Ces mots s’appliquent avec acuité à toute modification, toute réforme en train de se réaliser et l’Éducation n’échappe pas à cette règle. Surtout lorsque le présent, cet aujourd’hui de la Refondation se situe dans cette oscillation, ce déséquilibre indispensable pour avancer mais qui peut également conduire au recul.

« Qui n’avance pas recule » ironise justement le dicton populaire qui s’applique particulièrement bien aux dernières prises de position concernant la modification des horaires scolaires. L’UMP par la voix de son président –mais également par celle du président de l’AMF – vient d’annoncer l’impossibilité de mettre en place la réforme l’an prochain, pour ceux qui ne l’ont pas déjà faite cette année. Ainsi ce qui aurait pu se faire aujourd’hui, ne serait plus possible demain –ni même après-demain- nous condamnant à revenir à la situation d’hier…

En s’inspirant de Gavroche sur les barricades, nous pourrions certes entonner « Ils font de l’opposition en bande, c’est la faute à Hollande », tant la décision du Président de la République de permettre un démarrage en 2013 ou en 2014 a fragilisé la réforme et aiguillonné les résistances.
Mais là n’est pas la seule cause de ce refus.
Certaines hésitations du Ministre de l’Éducation Nationale, pourtant volontariste sur la Refondation, n’aident pas. Ainsi, l’idée même de désolidariser les programmes du primaire de ceux du collège alors que la loi affiche l’ambition d’un « socle commun de connaissances, de compétences et de culture » est contreproductive.

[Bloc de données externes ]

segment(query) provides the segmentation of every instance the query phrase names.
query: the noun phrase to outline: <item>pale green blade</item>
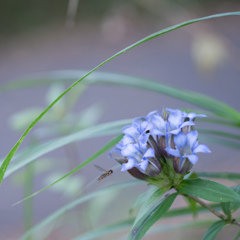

Mais, il faut surtout faire un lien avec la présentation par la même UMP, le 12 septembre dernier, de son projet pour «libérer l’école». Il aurait tout aussi bien pu s’intituler «pour une école libérale» tant ses thèses sont inspirées du modèle américain, de celui qui tente de s’imposer en Grande-Bretagne. Rien de bien nouveau par rapport au projet présenté pour la campagne des élections présidentielles, si ce ne sont les critiques acerbes contre la Refondation et «la folie dépensière » des créations de postes. Fin du collège unique, valorisation du mérite pour les élèves comme pour les enseignants, autonomie accrue des établissements avec recrutements des équipes par les chefs d’établissements, orientation précoce, organisation des classes en groupes de niveau, suppression de la carte scolaire, instauration de « maisons familiales d’éducation » ou d’ « école à charte » pour les élèves les plus en difficultés ou les plus défavorisés… sont les piliers de cette libéralisation scolaire. Ils côtoient quelques surprises comme l’accélération de « la modernisation de la pédagogie », le développement de véritables « learning center » ou encore « l’expérimentation de collèges par cycle » afin de garantir la sécurité des établissements scolaires… et même l’amélioration de «la formation des enseignants par le développement du tutorat », oubliant juste de rappeler qui avait supprimé cette indispensable formation professionnelle que le seul tutorat ne peut suffire à dispenser.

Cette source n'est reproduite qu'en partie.